A former vice president of the New Development Bank (2015-17), Brazilian economist Paulo Nogueira Batista, Jr., penned an op-ed on CGTN Aug. 21 titled, “Is a BRICS Currency Feasible?”. He goes beyond the recently common speculations about “de-dollarization” and a new BRICS currency, to link that issue implicitly to the NDB, and to the ability of such a BRICS financial institution to issue volumes of productive credit under its new President Dilma Rousseff.

Before going into that crucial issue, however, he first rejected as unworkable any ideas about a new currency, which essentially treat it only as a unit of account or a limited means of payment, and not as a store of value and not as a credit issuance. (Recall that Lyndon LaRouche, in agreement on this point with the first Treasury Secretary of the young United States, Alexander Hamilton, many times said that when a government issues a currency, it issues credit and it accepts and assumes a debt.)

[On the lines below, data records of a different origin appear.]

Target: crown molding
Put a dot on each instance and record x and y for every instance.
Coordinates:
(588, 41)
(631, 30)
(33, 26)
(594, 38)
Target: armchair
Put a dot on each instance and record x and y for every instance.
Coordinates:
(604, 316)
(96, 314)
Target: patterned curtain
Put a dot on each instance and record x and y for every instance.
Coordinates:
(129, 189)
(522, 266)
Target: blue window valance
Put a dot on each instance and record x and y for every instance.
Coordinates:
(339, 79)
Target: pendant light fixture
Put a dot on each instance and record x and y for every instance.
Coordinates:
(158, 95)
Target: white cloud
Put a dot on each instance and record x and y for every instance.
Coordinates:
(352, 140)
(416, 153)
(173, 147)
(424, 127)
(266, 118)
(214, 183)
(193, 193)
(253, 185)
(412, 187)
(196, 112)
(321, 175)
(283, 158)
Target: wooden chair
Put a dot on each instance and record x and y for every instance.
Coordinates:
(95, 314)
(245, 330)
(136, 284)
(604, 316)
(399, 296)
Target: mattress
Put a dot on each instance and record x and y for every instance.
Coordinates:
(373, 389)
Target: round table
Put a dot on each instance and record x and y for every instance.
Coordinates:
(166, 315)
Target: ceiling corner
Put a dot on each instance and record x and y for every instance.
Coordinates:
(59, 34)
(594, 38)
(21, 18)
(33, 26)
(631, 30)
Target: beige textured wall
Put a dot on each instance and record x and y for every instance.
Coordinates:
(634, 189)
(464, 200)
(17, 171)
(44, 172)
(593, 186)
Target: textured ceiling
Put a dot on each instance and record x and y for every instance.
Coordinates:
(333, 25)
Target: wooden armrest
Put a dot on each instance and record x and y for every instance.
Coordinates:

The new currency would be called the R5 after the fact that the BRICS nations’ currencies all start with the letter “R” – real, ruble, rupee, renminbi, and rand. And further: “The only feasible alternative … would involve making the R5 convertible into bonds guaranteed by the five countries. The R5 Issuing Bank would also be in charge of issuing R5 bonds, denominated in BRICS currency with different maturities and interest rates. The R5 would be freely convertible into R5 bonds. ‘Backed’ by assets created by the Issuing Bank itself, the R5 would actually be a fiduciary currency of the same nature as the dollar and other internationally liquid currencies. The R5 bonds would be the concrete financial expression of the guarantee that the five countries would give to the new currency.”

In terms of U.S. history, this idea echoes the Lincoln Administration’s issuance of the Greenback currency. The currency/bonds of such a bank, as they are bought, also become lending reserves of that bank, potentially to be issued as credit to generate “assets created by the Issuing Bank itself.”